The Greatest Human Achievement is Fiction
The greatest human achievement is fiction, and here’s why:
With fiction we escape worlds, we fall in love, we become part of families, of communities, of stories. We meet people like us or different, those who are more moral, those who hurt like we do, those that think those dark thoughts that we sometimes do as well, though we might not admit it. There are people in these worlds that are quieter, more confident or funnier than us. But at some level we are all the same.
Fiction takes us to places that we cannot dream of (not even if we try really, really hard), where we can do things we never thought we’d be able to do. And it doesn’t matter that we are not really doing those things.

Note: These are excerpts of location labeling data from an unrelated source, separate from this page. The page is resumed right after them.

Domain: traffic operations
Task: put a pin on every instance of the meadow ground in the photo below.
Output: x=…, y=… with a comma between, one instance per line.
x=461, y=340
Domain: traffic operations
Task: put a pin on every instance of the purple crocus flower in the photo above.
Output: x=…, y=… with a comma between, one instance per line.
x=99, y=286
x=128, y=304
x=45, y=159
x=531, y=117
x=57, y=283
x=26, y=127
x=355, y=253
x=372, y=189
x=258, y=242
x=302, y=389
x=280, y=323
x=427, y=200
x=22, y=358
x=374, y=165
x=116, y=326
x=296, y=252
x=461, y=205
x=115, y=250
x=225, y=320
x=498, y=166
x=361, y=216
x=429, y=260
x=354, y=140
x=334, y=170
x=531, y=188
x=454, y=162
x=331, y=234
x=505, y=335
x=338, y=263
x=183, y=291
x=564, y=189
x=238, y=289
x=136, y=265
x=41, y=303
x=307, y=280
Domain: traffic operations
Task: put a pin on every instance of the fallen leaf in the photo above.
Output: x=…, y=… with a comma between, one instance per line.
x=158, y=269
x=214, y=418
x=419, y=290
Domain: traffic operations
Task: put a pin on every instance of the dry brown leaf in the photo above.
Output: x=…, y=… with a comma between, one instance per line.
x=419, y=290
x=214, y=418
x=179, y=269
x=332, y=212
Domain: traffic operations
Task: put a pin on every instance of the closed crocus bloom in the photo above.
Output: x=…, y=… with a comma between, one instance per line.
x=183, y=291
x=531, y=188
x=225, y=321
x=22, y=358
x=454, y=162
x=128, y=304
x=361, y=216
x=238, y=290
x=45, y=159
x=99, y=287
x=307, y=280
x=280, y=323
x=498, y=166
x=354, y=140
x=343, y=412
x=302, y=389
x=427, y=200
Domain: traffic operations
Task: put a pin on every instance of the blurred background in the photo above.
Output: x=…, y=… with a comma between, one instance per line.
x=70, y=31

Reading teaches us to live with ourselves and other people; it teaches us to share the world, to love the world and to explore the world.
It shows us how the world could, would or should be, even if we have lost all hope.
Stories leave us grieving, ecstatic, touched, shocked, loved, thoughtful, smiling, hopeful, comforted, scared, inspired. Some of these things might seem scary. But they are not scary because ever person in the history of human kind has felt them at some point, and reading tells us that we are not the first, nor the last, to feel such a way.
Reading is life itself, a polaroid of what it means to be us, to be human, alone (or so we think…) in this big, big universe. Let’s fill it with stories.